«VIAJE A ORIENTE» 038
IV. Las pirámides – IV. El retorno… Dejo con pesar esta vieja ciudad, El Cairo, en donde he encontrado los últimos vestigios de la grandeza árabe, que en ningún momento ha defraudado la idea del Oriente que yo me había hecho a través de narraciones y tradiciones. La había visto tantas veces en mis sueños de juventud, que me daba la impresión de haber vivido allí en alguna otra época. Yo reconstruía mi Cairo de otros tiempos, en medio de los barrios desiertos o de las mezquitas derruidas. Me parecía que pisaba sobre las huellas de mis antiguos pasos. Iba diciéndome… al dar la vuelta a este muro, voy a ver tal cosa…, y esa cosa estaba allí; en ruinas, pero real.
No pensemos más. Este Cairo languidece bajo la ceniza y el polvo; el espíritu y los progresos modernos han triunfado como la muerte. Unos cuantos meses más, y calles de estilo europeo habrán troceado en ángulos rectos la vieja ciudad muda y polvorienta, que se derrumba pacífica sobre los pobres campesinos. Lo que reluce o brilla y crece es el barrio de los francos, la ciudad de los italianos, provenzales y malteses, el futuro cimiento de la India inglesa. El Oriente de antaño se precia de usar sus viejos atuendos, sus viejos palacios, sus viejas costumbres, pero ya ha llegado a sus últimos días, y puede decir como uno de sus sultanes: “La muerte ha disparado su flecha y me alcanzó: ya soy el pasado”.

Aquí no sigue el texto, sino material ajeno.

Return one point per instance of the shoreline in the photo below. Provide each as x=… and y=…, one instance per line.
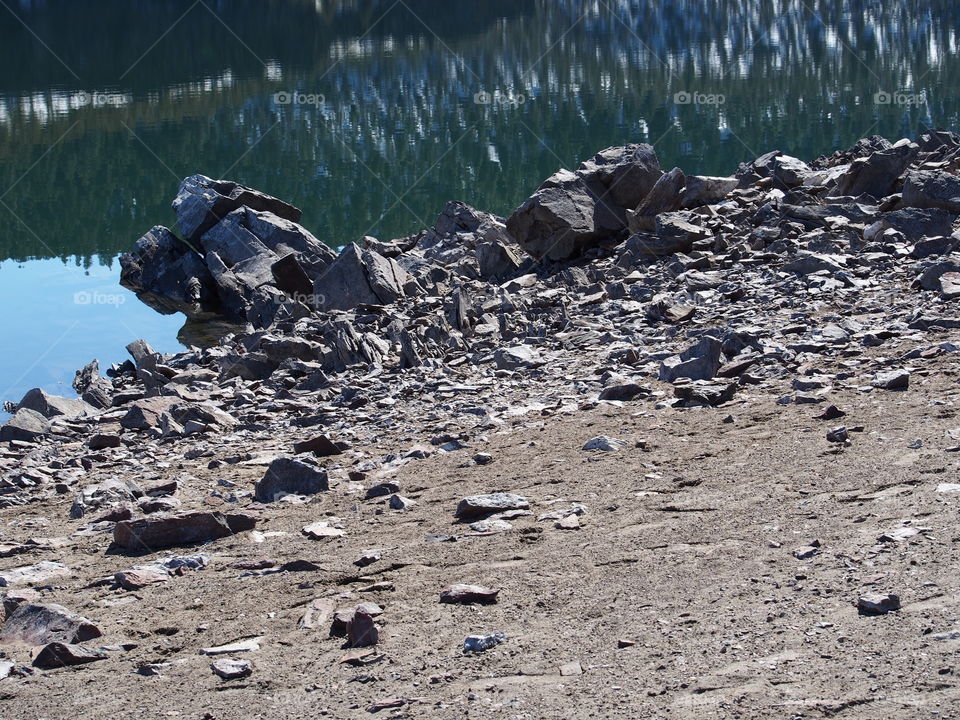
x=575, y=356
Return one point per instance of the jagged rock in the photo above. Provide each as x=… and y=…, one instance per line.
x=706, y=190
x=42, y=572
x=168, y=274
x=163, y=531
x=704, y=392
x=92, y=388
x=26, y=426
x=57, y=655
x=103, y=495
x=39, y=624
x=877, y=604
x=468, y=595
x=287, y=476
x=700, y=361
x=892, y=380
x=147, y=413
x=876, y=174
x=477, y=506
x=51, y=406
x=929, y=189
x=663, y=197
x=623, y=175
x=359, y=277
x=558, y=221
x=230, y=669
x=201, y=203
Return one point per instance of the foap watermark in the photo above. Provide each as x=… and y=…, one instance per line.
x=694, y=97
x=295, y=97
x=102, y=98
x=498, y=98
x=899, y=98
x=87, y=297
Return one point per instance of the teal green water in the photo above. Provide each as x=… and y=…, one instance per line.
x=365, y=113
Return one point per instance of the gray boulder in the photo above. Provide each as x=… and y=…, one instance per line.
x=931, y=189
x=287, y=476
x=201, y=203
x=167, y=274
x=700, y=361
x=51, y=406
x=26, y=425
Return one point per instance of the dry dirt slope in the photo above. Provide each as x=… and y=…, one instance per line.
x=686, y=549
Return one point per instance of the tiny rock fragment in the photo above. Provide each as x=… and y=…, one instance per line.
x=469, y=595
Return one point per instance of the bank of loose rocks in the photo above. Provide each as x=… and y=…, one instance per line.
x=616, y=285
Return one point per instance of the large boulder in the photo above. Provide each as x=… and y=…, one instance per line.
x=163, y=531
x=167, y=274
x=25, y=425
x=201, y=203
x=877, y=174
x=359, y=277
x=39, y=624
x=574, y=212
x=932, y=189
x=557, y=222
x=51, y=406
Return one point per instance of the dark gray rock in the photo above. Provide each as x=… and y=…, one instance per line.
x=932, y=189
x=25, y=425
x=39, y=624
x=201, y=203
x=287, y=476
x=700, y=361
x=168, y=275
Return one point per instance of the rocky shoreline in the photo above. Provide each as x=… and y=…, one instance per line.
x=617, y=286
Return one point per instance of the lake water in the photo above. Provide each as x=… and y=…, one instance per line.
x=370, y=114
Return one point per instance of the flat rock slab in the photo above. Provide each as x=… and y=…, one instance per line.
x=232, y=669
x=877, y=604
x=287, y=476
x=322, y=531
x=139, y=578
x=468, y=595
x=56, y=655
x=249, y=645
x=39, y=624
x=477, y=506
x=34, y=574
x=163, y=531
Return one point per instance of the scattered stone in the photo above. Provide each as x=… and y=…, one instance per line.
x=468, y=595
x=58, y=654
x=477, y=506
x=481, y=643
x=287, y=476
x=39, y=624
x=877, y=604
x=604, y=443
x=229, y=669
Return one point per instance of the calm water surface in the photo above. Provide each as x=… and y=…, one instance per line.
x=370, y=114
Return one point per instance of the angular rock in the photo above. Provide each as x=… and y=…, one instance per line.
x=39, y=624
x=287, y=476
x=700, y=361
x=229, y=669
x=877, y=604
x=163, y=531
x=201, y=203
x=168, y=274
x=477, y=506
x=56, y=655
x=468, y=595
x=41, y=573
x=51, y=406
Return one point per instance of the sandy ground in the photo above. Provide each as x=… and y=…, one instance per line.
x=686, y=550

La que todavía protege el desierto, ocultándola poco a poco en sus arenas es, fuera de la ciudad de El Cairo, la ciudad de las tumbas, el valle de los califas, que asemeja, como Herculano, haber abrigado generaciones desaparecidas, y cuyos palacios, arquerías y columnas, los mármoles preciosos, los interiores pintados y dorados, las murallas, las cúpulas y los minaretes, multiplicados hasta la locura, no han servido más que para recubrir ataúdes. Este culto a la muerte es un distintivo eterno del carácter de Egipto. Sirve, al menos, para proteger y transmitir al mundo la extraordinaria historia de su pasado.